Plaintiff, a health services provider, commenced this action to recover first party no-fault benefits for health services rendered to plaintiff's assignor (Burgos), who was involved in a motor vehicle accident on August 4, 2003. At the time of the accident, Burgos was driving a rental car owned by nonparty Manhattan Ford Lincoln Mercury, Inc. (Manhattan Ford) and allegedly insured by nonparty Fidelity and Guaranty Insurance Company (Fidelity). Burgos' insurer, defendant Government Employees Insurance Company (GEICO), denied plaintiff's no-fault claim on the ground that no-fault benefits were payable by Fidelity. GEICO stipulated to plaintiff's prima facie case and raised as its sole defense that it was not obligated to pay plaintiff's claim since Burgos' insured vehicle was not involved in the accident and the payment of first party benefits was the sole responsibility of Fidelity, as Manhattan Ford's insurer. After trial, the court awarded judgment to plaintiff, holding that GEICO's objection to payment did not raise an issue of coverage, but rather one of priority of payment, which under Insurance Law § 5105(b) and applicable regulations must be submitted to arbitration.

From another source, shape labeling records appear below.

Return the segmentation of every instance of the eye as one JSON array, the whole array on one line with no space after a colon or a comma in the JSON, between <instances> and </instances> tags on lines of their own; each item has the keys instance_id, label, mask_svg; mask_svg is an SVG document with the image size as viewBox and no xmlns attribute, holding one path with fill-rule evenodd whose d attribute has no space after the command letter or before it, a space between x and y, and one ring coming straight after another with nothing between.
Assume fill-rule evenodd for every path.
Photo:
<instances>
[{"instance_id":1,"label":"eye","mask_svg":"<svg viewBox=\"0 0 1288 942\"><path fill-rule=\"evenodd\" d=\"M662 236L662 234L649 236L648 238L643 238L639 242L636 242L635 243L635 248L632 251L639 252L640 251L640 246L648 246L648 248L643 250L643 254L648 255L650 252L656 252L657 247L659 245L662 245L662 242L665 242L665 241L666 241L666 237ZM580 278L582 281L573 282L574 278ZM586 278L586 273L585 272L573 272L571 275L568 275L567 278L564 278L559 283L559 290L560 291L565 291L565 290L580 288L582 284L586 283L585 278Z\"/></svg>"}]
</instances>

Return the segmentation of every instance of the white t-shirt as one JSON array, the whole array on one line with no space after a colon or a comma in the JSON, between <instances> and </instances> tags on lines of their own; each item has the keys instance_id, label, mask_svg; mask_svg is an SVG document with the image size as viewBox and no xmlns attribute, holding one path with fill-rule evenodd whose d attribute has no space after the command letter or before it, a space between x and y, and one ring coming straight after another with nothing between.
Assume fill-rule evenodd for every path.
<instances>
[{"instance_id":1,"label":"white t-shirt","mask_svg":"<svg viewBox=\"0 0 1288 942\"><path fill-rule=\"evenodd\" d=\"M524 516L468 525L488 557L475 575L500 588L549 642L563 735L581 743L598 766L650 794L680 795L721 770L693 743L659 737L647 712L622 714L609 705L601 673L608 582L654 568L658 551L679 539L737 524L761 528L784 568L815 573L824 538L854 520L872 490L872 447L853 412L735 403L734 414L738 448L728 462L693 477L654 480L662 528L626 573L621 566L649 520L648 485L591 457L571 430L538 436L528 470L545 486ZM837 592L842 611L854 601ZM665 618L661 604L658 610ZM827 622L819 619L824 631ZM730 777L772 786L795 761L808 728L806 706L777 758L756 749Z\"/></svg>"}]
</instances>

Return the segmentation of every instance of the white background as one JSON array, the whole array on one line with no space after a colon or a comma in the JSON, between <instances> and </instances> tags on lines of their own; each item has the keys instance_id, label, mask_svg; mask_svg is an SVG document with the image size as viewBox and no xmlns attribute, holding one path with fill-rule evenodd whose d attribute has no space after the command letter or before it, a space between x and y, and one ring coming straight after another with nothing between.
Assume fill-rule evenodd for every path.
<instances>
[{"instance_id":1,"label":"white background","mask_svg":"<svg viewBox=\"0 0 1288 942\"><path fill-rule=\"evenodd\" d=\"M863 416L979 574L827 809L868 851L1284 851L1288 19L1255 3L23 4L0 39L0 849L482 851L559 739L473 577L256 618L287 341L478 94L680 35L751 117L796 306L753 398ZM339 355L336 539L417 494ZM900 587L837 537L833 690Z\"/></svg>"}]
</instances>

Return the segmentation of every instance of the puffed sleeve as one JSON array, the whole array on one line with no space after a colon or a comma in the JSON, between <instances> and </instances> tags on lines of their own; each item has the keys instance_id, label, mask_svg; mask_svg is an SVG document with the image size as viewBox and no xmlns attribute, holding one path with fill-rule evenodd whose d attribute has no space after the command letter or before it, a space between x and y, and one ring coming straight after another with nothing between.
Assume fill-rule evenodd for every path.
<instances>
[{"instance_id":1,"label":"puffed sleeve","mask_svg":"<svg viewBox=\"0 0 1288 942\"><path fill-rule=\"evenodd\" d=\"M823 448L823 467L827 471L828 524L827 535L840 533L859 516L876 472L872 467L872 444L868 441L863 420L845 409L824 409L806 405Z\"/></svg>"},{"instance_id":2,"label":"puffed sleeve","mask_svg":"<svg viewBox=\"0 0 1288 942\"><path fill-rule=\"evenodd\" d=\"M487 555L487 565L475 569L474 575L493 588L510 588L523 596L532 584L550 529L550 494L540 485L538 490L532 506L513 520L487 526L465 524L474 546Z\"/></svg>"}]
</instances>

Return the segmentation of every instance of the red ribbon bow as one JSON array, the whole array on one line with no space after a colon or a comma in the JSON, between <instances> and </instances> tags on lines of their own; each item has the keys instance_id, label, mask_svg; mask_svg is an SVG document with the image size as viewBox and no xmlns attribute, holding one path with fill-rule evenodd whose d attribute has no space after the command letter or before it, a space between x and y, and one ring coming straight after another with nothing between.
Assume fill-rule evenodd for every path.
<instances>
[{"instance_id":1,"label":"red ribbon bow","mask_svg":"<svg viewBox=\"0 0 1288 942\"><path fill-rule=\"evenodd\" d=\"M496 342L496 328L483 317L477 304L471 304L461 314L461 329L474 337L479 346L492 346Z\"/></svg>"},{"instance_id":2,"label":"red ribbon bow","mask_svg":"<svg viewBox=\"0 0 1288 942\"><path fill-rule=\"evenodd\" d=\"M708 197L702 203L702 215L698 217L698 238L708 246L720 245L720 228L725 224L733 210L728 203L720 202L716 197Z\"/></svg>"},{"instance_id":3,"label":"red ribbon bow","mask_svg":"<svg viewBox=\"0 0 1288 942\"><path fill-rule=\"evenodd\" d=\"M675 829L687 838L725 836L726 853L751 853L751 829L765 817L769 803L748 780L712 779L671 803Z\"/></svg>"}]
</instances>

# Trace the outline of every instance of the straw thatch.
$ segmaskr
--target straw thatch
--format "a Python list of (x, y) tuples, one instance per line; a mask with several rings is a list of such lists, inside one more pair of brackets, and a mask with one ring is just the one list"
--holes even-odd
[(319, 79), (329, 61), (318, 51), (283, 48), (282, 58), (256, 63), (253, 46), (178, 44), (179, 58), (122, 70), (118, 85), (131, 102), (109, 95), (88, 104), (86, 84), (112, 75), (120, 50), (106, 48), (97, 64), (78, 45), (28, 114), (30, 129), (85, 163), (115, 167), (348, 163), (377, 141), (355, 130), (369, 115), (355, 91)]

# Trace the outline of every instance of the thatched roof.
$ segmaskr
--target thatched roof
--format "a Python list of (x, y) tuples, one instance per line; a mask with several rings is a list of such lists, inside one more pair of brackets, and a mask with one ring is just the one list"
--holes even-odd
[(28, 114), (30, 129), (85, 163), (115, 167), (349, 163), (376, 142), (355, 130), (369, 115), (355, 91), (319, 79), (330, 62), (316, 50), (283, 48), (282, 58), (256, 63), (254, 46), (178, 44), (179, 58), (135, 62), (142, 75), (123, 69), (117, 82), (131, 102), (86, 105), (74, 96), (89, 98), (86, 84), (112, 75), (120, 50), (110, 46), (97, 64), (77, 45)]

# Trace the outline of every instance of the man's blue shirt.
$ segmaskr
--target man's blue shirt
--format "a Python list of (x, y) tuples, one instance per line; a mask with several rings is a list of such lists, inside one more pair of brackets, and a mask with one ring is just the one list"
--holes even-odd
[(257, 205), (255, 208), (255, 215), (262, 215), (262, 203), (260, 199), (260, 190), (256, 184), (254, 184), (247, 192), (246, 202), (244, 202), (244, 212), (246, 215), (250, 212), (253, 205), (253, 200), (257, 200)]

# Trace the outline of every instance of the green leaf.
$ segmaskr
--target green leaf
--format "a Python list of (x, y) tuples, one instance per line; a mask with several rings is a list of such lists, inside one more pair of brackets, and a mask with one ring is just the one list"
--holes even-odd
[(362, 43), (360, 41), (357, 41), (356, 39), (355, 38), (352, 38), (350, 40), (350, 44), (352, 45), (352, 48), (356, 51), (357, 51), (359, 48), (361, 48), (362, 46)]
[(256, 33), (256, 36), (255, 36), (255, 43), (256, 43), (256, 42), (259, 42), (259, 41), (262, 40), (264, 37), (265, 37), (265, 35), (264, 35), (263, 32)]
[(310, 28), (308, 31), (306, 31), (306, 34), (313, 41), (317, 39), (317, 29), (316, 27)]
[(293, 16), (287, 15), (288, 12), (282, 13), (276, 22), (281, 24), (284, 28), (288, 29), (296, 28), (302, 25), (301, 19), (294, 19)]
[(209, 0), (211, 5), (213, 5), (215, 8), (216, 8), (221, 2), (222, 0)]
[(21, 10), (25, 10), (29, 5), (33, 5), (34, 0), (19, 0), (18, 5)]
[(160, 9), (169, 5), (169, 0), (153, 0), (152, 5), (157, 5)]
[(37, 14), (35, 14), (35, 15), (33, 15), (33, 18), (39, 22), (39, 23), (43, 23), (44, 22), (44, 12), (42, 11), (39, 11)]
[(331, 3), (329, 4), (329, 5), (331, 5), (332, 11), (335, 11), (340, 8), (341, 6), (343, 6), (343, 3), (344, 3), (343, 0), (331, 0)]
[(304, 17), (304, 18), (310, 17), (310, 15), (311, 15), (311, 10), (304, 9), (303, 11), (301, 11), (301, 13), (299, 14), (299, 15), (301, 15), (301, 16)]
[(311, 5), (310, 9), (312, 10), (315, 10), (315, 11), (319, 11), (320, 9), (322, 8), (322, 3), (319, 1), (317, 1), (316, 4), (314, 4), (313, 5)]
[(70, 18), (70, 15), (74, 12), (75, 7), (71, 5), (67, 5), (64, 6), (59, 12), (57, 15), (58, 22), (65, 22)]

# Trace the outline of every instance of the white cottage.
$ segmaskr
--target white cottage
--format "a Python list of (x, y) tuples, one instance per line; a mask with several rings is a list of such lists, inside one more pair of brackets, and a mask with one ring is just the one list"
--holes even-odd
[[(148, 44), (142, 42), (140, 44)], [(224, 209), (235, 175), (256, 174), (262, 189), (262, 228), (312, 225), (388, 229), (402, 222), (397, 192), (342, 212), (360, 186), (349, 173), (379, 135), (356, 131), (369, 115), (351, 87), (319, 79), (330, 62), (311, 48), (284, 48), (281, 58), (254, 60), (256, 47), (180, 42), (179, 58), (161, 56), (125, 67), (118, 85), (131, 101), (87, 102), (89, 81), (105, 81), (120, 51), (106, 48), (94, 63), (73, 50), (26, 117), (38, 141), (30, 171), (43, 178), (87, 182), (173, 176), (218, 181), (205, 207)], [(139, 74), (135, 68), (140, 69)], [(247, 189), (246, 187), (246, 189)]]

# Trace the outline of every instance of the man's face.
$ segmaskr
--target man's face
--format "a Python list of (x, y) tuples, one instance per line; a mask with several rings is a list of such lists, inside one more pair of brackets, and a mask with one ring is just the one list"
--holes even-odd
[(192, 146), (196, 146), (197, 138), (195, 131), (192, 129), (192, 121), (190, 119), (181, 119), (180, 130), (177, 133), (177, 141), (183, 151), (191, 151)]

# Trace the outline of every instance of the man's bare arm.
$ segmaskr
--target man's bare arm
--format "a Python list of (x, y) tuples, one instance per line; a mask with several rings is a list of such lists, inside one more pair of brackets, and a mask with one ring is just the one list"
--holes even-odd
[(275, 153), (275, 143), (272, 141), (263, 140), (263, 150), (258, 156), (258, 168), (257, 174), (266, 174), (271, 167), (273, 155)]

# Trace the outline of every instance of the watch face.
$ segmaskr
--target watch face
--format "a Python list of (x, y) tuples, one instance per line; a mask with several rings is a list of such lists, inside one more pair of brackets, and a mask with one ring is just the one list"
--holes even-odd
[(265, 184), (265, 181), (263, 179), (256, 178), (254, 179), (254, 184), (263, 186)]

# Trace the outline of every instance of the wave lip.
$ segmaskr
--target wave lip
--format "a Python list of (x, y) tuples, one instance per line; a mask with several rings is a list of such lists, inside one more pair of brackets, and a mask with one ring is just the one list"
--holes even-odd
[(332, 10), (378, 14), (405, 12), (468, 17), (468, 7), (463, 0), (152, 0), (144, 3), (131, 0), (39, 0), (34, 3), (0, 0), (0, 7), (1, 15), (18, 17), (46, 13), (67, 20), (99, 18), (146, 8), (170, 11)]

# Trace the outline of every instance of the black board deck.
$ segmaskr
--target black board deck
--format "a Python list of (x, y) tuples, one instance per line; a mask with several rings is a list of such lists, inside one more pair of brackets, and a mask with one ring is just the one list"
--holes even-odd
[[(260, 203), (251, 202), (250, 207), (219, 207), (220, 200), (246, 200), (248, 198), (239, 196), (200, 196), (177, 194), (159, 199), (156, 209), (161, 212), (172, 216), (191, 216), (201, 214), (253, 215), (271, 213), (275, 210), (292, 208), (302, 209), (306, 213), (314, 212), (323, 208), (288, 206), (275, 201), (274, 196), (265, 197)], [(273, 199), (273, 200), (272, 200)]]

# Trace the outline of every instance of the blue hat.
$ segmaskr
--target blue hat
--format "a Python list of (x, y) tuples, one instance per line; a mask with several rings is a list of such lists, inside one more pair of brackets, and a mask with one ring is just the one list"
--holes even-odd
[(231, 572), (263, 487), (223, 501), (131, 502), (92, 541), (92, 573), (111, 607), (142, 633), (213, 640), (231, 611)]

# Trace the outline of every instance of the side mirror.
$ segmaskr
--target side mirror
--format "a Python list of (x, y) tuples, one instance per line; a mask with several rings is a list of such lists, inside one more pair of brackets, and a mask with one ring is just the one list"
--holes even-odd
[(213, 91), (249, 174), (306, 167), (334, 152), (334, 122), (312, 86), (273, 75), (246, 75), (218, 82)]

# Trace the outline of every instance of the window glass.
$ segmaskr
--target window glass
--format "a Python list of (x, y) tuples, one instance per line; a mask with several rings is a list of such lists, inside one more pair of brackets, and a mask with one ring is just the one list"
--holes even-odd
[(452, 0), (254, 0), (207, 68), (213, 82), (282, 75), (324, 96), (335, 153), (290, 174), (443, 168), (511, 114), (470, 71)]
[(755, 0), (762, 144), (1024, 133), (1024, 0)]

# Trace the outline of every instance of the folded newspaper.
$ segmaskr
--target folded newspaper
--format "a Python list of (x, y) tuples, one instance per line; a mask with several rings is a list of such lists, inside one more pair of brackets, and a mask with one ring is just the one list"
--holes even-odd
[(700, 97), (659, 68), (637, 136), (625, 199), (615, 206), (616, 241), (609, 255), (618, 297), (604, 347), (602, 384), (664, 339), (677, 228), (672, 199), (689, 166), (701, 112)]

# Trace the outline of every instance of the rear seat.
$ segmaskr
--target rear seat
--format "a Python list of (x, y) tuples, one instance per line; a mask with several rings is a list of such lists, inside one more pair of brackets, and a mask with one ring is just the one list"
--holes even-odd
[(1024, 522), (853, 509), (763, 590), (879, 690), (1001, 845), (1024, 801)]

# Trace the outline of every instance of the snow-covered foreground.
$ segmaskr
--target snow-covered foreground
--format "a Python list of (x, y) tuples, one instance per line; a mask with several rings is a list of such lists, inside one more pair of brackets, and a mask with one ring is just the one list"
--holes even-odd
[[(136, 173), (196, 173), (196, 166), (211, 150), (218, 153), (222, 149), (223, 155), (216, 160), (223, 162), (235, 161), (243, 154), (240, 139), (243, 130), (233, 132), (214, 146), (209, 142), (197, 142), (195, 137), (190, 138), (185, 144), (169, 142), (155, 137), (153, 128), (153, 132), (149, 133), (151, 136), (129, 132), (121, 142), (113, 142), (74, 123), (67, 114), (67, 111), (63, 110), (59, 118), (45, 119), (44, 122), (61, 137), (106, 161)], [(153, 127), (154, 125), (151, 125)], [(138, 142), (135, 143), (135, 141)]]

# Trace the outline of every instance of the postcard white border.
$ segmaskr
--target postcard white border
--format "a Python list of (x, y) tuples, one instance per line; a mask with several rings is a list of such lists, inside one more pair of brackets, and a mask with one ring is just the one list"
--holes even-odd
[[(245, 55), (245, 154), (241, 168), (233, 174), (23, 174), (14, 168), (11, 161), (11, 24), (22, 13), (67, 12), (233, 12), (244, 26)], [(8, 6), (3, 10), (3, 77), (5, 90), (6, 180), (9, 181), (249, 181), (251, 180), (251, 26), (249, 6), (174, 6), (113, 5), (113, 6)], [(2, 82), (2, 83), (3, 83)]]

Civil Court properly determined that it could not adjudicate the threshold issue raised at trial by GEICO, viz., whether it or Fidelity was primarily responsible for the payment of the first party benefits sought by plaintiff. Under Insurance Law § 5105(b), arbitration shall be "utilized to resolve all disputes arising between insurers concerning their responsibility for the payment of first party benefits" (Matter of Pacific Ins. Co. v State Farm Mut. Auto. Ins. Co., 150 AD2d 455, 456 [1989]). GEICO's argument that its denial of benefits raised an issue of coverage because it was not "otherwise liable" for the payment of first-party benefits (see NYCRR § 65-3.12[b]) is unavailing, since it ignores the endorsements contained in its own insurance policy, which expressly provided Burgos with rental and substitute automobile coverage. Where, as here, more than one insurance policy provides coverage for a no-fault claim, the issue becomes one of priority of payment. 11 NYCRR § 65-4.11 (a)(6) pertinently provides that "any controversy between insurers involving the responsibility or the obligation to pay first-party benefits (i.e., priority of payment or sources of payment as provided in section 65-3.12 of this Part)is not considered a coverage question and must be submitted to mandatory arbitration under this section."GEICO, as "the first insurer to whom notice of proof of claim [was] given" (11 NYCRR § 65-3.12[b]), was obligated to pay the no-fault benefits for the health services provided by plaintiff, irrespective of any issues relating to the priority or source of payment. Since GEICO denied payment of plaintiff's claim on the stated ground that no-fault benefits were payable by Fidelity, its denial raised a question concerning the responsibility or obligation to pay first party benefits, an inter-company dispute which must be resolved through mandatory arbitration (see Paramount Ins. Co. v Miccio, 169 AD2d 761 [1991]; Pacific Ins. Co. v State Farm, 150 AD2d at 456), not by way of a defense to plaintiff's plenary no-fault action.

THIS CONSTITUTES THE DECISION AND ORDER OF THE COURT.